I didn't have a ton of money at the time -- I was in my 20s and wasn't all that financially secure. But I was in much better shape than she was. So I offered her a small loan of $500. I figured it would maybe be enough to cover a few weeks of groceries and bills so she wouldn't wind up with a whopping credit card balance.
In the end, though, I regretted lending her that money -- not because she didn't pay it back, but because I didn't go about it the smart way. In fact, I made a few mistakes in the process of giving out that loan that I hope to never repeat.
Where I went wrong with the loan
When I loaned my friend money, I did so knowing full well that it might take some time to get repaid. I was okay with that. But I never put that loan in writing, and that made me feel uneasy from the start.
I guess my logic for not documenting that loan was that I didn't want my friend to feel weird. And to be clear, I was never going to charge interest on it. But I should've put together some type of formal document for my own peace of mind -- even if it would've added more awkwardness.
That was my first mistake. My second mistake was making assumptions about what my friend was going to use the money for.
I had assumed she'd use it for essential bills only. But when I found out that she'd gone to dinner with mutual friends a week after accepting that money, I was annoyed.

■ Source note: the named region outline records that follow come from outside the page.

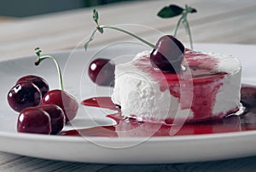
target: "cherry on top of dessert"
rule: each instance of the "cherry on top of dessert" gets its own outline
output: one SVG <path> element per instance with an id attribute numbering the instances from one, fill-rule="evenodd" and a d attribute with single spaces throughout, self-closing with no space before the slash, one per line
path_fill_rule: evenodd
<path id="1" fill-rule="evenodd" d="M 184 56 L 184 46 L 172 35 L 161 37 L 156 48 L 150 54 L 150 62 L 154 67 L 163 72 L 178 73 Z"/>

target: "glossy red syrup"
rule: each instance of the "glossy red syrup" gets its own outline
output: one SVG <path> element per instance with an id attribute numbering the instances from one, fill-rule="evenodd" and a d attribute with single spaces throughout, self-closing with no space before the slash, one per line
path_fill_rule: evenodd
<path id="1" fill-rule="evenodd" d="M 110 118 L 116 122 L 115 125 L 63 131 L 60 135 L 101 137 L 147 137 L 256 130 L 256 86 L 244 84 L 241 94 L 241 102 L 246 107 L 246 111 L 240 116 L 229 115 L 216 120 L 172 126 L 161 123 L 141 123 L 133 118 L 124 118 L 121 117 L 120 112 L 117 112 L 107 116 L 107 118 Z M 91 98 L 84 100 L 82 103 L 84 106 L 119 111 L 119 107 L 113 105 L 111 99 L 108 97 Z"/>
<path id="2" fill-rule="evenodd" d="M 222 118 L 225 115 L 212 113 L 222 79 L 229 75 L 216 71 L 218 63 L 217 58 L 189 49 L 186 49 L 183 64 L 187 70 L 180 73 L 156 70 L 146 56 L 132 61 L 138 71 L 149 73 L 149 79 L 153 78 L 159 83 L 161 91 L 169 90 L 172 96 L 177 97 L 181 109 L 191 109 L 194 117 L 189 121 Z M 201 112 L 207 112 L 202 114 Z"/>

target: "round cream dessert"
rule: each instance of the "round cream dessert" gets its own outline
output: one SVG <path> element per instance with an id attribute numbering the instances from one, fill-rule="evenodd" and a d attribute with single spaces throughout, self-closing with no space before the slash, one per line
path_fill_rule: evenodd
<path id="1" fill-rule="evenodd" d="M 122 116 L 138 121 L 183 123 L 222 118 L 240 104 L 240 61 L 230 55 L 187 49 L 183 72 L 163 72 L 150 64 L 150 52 L 115 68 L 112 100 Z"/>

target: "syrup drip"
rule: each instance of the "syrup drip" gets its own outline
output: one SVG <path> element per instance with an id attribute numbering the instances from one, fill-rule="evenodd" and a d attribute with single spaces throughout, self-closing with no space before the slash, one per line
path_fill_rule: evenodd
<path id="1" fill-rule="evenodd" d="M 101 137 L 134 137 L 134 136 L 172 136 L 188 135 L 205 135 L 228 132 L 256 130 L 256 86 L 243 84 L 241 102 L 246 106 L 241 116 L 229 115 L 220 119 L 189 123 L 182 126 L 161 123 L 141 123 L 134 118 L 124 118 L 120 112 L 108 115 L 116 121 L 115 125 L 97 126 L 78 130 L 62 131 L 61 135 L 101 136 Z M 99 103 L 100 102 L 100 103 Z M 97 97 L 84 100 L 84 106 L 108 108 L 119 111 L 110 98 Z"/>

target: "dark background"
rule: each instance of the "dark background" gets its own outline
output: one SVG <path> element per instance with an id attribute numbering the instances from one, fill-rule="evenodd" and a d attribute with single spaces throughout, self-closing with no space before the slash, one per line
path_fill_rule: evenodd
<path id="1" fill-rule="evenodd" d="M 0 15 L 26 17 L 129 1 L 132 0 L 0 0 Z"/>

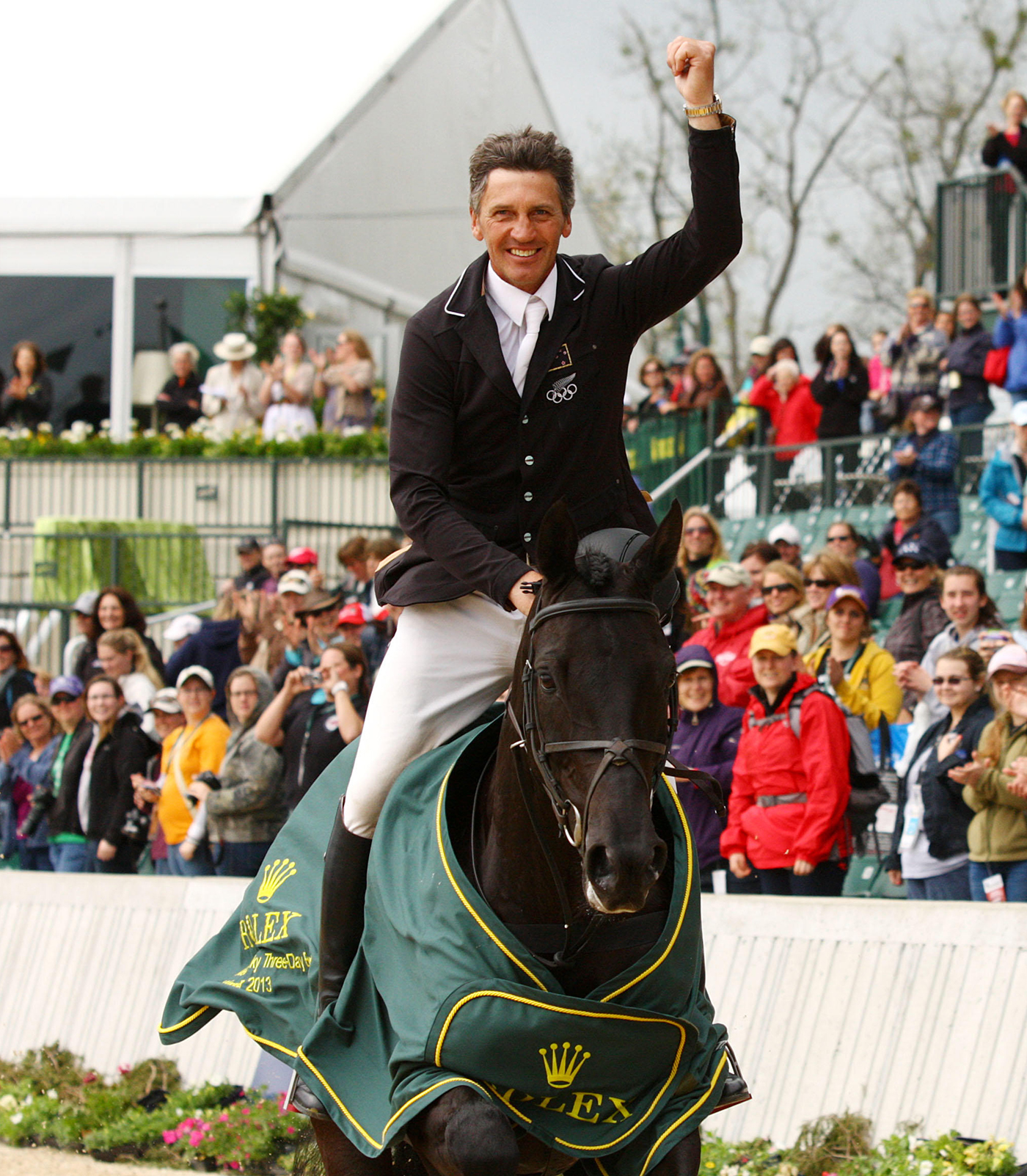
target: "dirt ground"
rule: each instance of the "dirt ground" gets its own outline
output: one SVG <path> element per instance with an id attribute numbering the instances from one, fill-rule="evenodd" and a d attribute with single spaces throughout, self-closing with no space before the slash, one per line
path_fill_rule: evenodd
<path id="1" fill-rule="evenodd" d="M 53 1148 L 7 1148 L 0 1144 L 0 1176 L 182 1176 L 181 1168 L 148 1164 L 102 1164 Z"/>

My intent in giving her that cash was to help her cover bills she couldn’t afford -- not make it possible for her to splurge. Adding to my aggravation was the fact that I was trying to be very frugal those days, so dining out was a true luxury for me.
When things nearly came to a head
About a month after lending my friend money, I tried to casually bring up the topic of getting repaid. My friend expressed her gratitude for getting that loan -- but made no mention of a repayment date.
That made me feel awkward. As such, I actually started avoiding her in the following weeks, mostly because I just didn't know how to handle the situation.
Eventually, I got repaid. And when my friend gave me my money back, she did so graciously -- she dropped off an envelope with a hand-written thank you note, along with a treat from a local bakery. And from there, things immediately got less awkward, which I was extremely grateful for.
Lending money to a friend can be tricky. In my case, I'll be the first to admit that I didn't handle the situation well. I realize I had no right to expect to be repaid quickly if that was never discussed, and I also had no right to judge my friend for spending money on things like dinner at a restaurant just because she owed me some cash.
But going forward, if I find myself in a position of having to lend money to a friend, I plan to approach it differently. First, I'll draw up a loan document, albeit a basic one, so there's a record of the transaction and, ideally, an end date for getting repaid. Second, I'll do a better job of walking away, so to speak, after giving that loan -- meaning, telling myself that it's not my business how that money is spent.
Thankfully, what could've been a disastrous situation turned out okay for both parties involved. My friend got the lift she needed to get through a rocky period, and I got my money back and didn't wreck a friendship -- even though I easily came close.